Friday, July 5, 2013

Freedom to Choose

Since this week marks our Nation's birthday and celebration of the many freedoms we enjoy, I thought it was the perfect time to approach the topic of freedom to choose when and with whom we give birth.  Is it a basic human right?  Is it about the safety of the baby?  No matter where your opinion falls on this highly debated topic, one thing is certain, that no matter what choices we make they should undoubtedly be genuinely informed of all risks and benefits. 

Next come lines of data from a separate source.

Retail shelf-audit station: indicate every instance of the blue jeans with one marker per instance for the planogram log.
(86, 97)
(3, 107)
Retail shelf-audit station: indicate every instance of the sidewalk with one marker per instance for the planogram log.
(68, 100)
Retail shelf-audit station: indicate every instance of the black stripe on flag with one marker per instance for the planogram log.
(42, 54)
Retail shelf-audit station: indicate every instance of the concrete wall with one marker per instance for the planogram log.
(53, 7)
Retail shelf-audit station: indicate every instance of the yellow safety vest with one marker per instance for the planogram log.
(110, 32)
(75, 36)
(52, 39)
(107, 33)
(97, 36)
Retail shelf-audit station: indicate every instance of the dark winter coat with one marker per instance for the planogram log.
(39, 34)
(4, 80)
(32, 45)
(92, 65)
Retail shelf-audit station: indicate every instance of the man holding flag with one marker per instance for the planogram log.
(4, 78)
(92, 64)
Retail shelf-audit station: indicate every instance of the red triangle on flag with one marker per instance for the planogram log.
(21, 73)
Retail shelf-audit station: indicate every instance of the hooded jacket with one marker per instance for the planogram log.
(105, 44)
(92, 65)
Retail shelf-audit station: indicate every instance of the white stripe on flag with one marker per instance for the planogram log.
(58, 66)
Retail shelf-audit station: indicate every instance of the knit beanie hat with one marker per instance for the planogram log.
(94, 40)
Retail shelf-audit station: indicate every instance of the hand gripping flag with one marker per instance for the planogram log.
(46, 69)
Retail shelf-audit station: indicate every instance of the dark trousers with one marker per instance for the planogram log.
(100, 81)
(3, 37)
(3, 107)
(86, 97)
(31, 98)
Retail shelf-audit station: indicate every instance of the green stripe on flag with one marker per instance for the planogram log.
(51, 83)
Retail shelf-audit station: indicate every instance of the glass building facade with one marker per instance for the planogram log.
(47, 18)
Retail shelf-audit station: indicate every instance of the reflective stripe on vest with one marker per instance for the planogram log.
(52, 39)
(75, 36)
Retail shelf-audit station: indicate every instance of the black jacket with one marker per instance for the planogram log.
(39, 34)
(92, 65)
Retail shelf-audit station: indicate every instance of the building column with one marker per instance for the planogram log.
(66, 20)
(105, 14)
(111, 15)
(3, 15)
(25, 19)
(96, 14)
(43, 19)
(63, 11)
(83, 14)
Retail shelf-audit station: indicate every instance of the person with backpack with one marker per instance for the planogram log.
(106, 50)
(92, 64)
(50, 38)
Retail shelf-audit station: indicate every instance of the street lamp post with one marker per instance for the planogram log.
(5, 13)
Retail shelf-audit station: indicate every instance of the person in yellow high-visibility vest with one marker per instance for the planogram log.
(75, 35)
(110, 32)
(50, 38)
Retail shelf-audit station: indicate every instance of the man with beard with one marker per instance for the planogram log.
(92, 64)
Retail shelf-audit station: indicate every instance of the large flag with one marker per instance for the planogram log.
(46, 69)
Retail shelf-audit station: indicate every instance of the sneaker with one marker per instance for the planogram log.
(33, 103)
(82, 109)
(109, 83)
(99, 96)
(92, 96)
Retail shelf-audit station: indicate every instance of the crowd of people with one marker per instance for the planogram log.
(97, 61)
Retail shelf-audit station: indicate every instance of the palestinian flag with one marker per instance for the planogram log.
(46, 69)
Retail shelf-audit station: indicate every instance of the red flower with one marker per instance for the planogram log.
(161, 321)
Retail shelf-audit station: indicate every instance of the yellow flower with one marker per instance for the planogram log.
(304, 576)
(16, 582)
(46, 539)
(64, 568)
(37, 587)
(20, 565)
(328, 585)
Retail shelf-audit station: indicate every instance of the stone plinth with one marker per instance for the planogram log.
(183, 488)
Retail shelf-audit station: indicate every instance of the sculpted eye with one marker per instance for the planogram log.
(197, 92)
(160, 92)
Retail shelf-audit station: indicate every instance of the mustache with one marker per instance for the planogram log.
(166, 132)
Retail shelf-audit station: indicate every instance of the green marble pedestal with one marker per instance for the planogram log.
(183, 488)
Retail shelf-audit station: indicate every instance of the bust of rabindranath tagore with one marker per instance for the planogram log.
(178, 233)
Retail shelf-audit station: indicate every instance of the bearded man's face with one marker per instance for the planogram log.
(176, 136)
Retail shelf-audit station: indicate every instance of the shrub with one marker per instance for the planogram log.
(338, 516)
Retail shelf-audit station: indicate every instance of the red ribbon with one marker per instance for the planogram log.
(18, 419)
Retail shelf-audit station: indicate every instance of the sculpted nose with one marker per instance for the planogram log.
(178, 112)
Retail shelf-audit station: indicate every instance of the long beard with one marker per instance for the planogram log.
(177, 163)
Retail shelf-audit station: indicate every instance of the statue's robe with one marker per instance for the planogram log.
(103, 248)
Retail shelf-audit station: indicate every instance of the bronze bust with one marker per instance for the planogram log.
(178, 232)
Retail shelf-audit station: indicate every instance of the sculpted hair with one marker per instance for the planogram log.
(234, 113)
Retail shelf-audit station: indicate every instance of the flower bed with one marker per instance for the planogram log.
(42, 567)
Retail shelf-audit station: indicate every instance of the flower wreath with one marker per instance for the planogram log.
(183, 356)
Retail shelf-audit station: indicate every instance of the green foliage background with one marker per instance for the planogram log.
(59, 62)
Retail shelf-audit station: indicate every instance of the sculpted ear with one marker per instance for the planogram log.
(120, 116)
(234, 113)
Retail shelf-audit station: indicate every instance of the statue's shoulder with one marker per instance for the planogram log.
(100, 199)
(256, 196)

I find this subject tends to be addressed like a one way street.  The moment the word "regulation" comes up in discussion surrounding midwifery, home birth advocates start screaming, "don't take away my choice to birth where and how I please."  The tone of those same voices shifts though with the slightest mention of elective cesarean.  Judgment fills the room, sucking all the oxygen out.  The discussion then becomes less about choices and more about quoting the cesarean rate as being too high.  

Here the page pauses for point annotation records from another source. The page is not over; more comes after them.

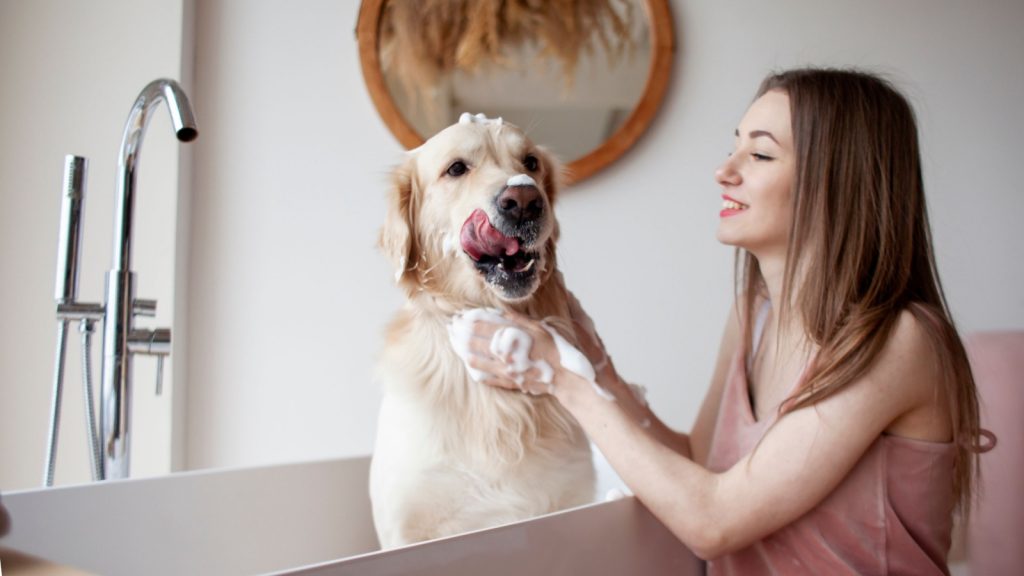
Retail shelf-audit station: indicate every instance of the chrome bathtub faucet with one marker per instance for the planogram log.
(121, 338)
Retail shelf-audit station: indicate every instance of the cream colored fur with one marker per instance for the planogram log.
(454, 455)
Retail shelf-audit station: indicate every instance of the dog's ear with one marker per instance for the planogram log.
(397, 238)
(554, 175)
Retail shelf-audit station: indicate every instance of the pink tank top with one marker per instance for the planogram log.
(892, 515)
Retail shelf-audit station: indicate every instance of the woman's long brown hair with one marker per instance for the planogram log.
(860, 248)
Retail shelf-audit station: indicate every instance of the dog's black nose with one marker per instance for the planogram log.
(520, 203)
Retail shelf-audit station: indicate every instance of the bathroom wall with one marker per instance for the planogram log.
(290, 296)
(286, 295)
(70, 74)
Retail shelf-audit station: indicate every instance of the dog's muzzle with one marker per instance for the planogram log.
(500, 257)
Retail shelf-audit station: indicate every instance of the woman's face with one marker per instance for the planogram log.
(757, 179)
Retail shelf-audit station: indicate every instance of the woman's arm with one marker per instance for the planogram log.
(800, 460)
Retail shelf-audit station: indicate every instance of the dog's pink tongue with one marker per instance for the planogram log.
(478, 238)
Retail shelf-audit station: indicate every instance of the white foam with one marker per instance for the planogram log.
(516, 344)
(451, 244)
(521, 179)
(467, 118)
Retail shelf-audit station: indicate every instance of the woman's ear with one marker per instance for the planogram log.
(397, 238)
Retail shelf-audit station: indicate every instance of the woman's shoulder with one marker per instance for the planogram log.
(908, 370)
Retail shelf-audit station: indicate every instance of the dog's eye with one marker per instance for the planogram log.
(457, 169)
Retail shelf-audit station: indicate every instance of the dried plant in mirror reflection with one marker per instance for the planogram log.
(423, 41)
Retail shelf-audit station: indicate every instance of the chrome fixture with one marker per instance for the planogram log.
(121, 338)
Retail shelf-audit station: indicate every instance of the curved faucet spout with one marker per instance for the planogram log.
(185, 130)
(120, 309)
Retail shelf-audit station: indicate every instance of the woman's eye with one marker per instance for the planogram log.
(457, 169)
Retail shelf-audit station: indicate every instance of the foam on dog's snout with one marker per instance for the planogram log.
(510, 341)
(521, 179)
(467, 118)
(478, 238)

But is there a time when an elective cesarean has its place?  Is it not the right of the woman and her care provider to make those choices?  Take the woman who was sexually abused for example, or the mom whose natural birth left her so injured that it took years to healDo these women not have a say in how they give birth during subsequent pregnancies?  Where do we draw the line and how shall we write the rules?

What about the former loss mom who already endured NCB and intervention-free birth in all its tragedy?  That was my story.  An elective cesarean saved my emotional sanity.  It also re-established my trust in care providers taking good care of me.  After the worst imaginable tragedy resulting from natural, out-of-hospital childbirth and incompetent care, an elective cesarean gave me peace of mind and a way forward.  It was my choice to make with my doctor and for that I am immensely grateful. 

If a woman truly has the freedom to choose where and how she gives birth, then every home birth advocate should also support a woman's right to elect a cesarean.  They should support and appreciate the life saving measures a cesarean can offer period, whether elected or emergency.